Unified `/call` shortcut

Prefer a one-shot API flow without the SDK? Call the public `/call` endpoint: UsageTap runs begin → optional vendor call → end for you and returns both envelopes in one response.

const baseUrl = process.env.USAGETAP_BASE_URL ?? "https://api.usagetap.com";

const res = await fetch(`${baseUrl}/call`, {
  method: 'POST',
  headers: {
    Authorization: 'Bearer ' + process.env.USAGETAP_API_KEY,
    Accept: 'application/vnd.usagetap.v1+json',
    'Content-Type': 'application/json',
  },
  body: JSON.stringify({
    customerId: 'cust_demo',
    requested: { standard: true },
    feature: 'chat.completions',
    vendor: {
      url: 'https://api.openai.com/v1/chat/completions',
      method: 'POST',
      headers: {
        Authorization: 'Bearer ' + process.env.OPENAI_API_KEY,
        'Content-Type': 'application/json',
      },
      body: {
        model: 'gpt-4o-mini',
        messages: [{ role: 'user', content: 'Hi!' }],
      },
      responseType: 'json',
    },
  }),
});

const envelope = await res.json();
if (envelope.result.code !== 'CALL_SUCCESS') {
  console.error('UsageTap call failed', envelope);
}

Omit the vendor block if you just want begin → end with your own usage numbers.
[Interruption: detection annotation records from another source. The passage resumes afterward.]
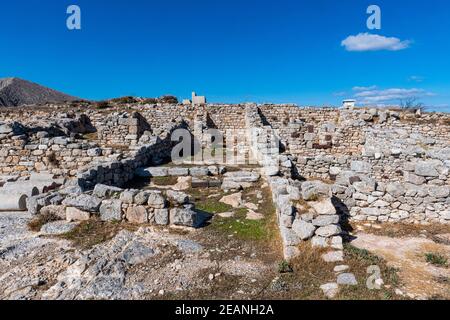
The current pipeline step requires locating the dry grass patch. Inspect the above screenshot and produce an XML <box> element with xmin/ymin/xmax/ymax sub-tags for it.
<box><xmin>351</xmin><ymin>223</ymin><xmax>450</xmax><ymax>238</ymax></box>
<box><xmin>28</xmin><ymin>213</ymin><xmax>61</xmax><ymax>232</ymax></box>
<box><xmin>150</xmin><ymin>176</ymin><xmax>178</xmax><ymax>186</ymax></box>
<box><xmin>59</xmin><ymin>218</ymin><xmax>138</xmax><ymax>249</ymax></box>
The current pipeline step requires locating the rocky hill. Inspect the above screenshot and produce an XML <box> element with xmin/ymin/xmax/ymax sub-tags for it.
<box><xmin>0</xmin><ymin>78</ymin><xmax>77</xmax><ymax>107</ymax></box>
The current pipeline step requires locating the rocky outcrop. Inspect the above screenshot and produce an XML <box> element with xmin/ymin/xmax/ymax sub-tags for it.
<box><xmin>0</xmin><ymin>78</ymin><xmax>79</xmax><ymax>107</ymax></box>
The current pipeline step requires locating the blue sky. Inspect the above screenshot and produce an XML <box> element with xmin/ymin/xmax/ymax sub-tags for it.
<box><xmin>0</xmin><ymin>0</ymin><xmax>450</xmax><ymax>111</ymax></box>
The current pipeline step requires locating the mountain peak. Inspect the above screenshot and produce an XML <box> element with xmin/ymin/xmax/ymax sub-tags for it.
<box><xmin>0</xmin><ymin>77</ymin><xmax>77</xmax><ymax>107</ymax></box>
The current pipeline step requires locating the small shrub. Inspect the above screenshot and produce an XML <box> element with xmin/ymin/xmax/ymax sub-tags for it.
<box><xmin>159</xmin><ymin>95</ymin><xmax>178</xmax><ymax>104</ymax></box>
<box><xmin>95</xmin><ymin>101</ymin><xmax>111</xmax><ymax>110</ymax></box>
<box><xmin>111</xmin><ymin>96</ymin><xmax>137</xmax><ymax>104</ymax></box>
<box><xmin>425</xmin><ymin>252</ymin><xmax>447</xmax><ymax>267</ymax></box>
<box><xmin>151</xmin><ymin>177</ymin><xmax>178</xmax><ymax>186</ymax></box>
<box><xmin>28</xmin><ymin>213</ymin><xmax>61</xmax><ymax>232</ymax></box>
<box><xmin>278</xmin><ymin>260</ymin><xmax>294</xmax><ymax>273</ymax></box>
<box><xmin>141</xmin><ymin>98</ymin><xmax>158</xmax><ymax>104</ymax></box>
Vendor errors downgrade to `CALL_VENDOR_WARNING`, but UsageTap still records the end-of-call telemetry so quotas stay accurate.

`call_end` success response

When you finalize usage, the envelope mirrors the same structure and surfaces a `metered` summary derived from the Dynamo counters:

{
  "result": {
    "status": "ACCEPTED",
    "code": "CALL_END_SUCCESS",
    "timestamp": "2025-10-04T18:21:52.103Z"
  },
  "data": {
    "callId": "call_123",
    "costUSD": 0,
    "metered": {
      "tokens": 768,
      "calls": 1,
      "searches": 1
    }
  },
  "correlationId": "corr_abc123"
}

metered is derived from the raw Dynamo deltas and reports the amounts consumed. Additional meters (audio seconds, reasoning tokens, balances) will populate in later phases without breaking the contract. BLOCK policy violations still return HTTP 429 with an error envelope.

Premium detection: UsageTap automatically classifies calls as premium when the model's output token price exceeds $4 per million. You can override this by passing isPremium: true or isPremium: false in your call_end request.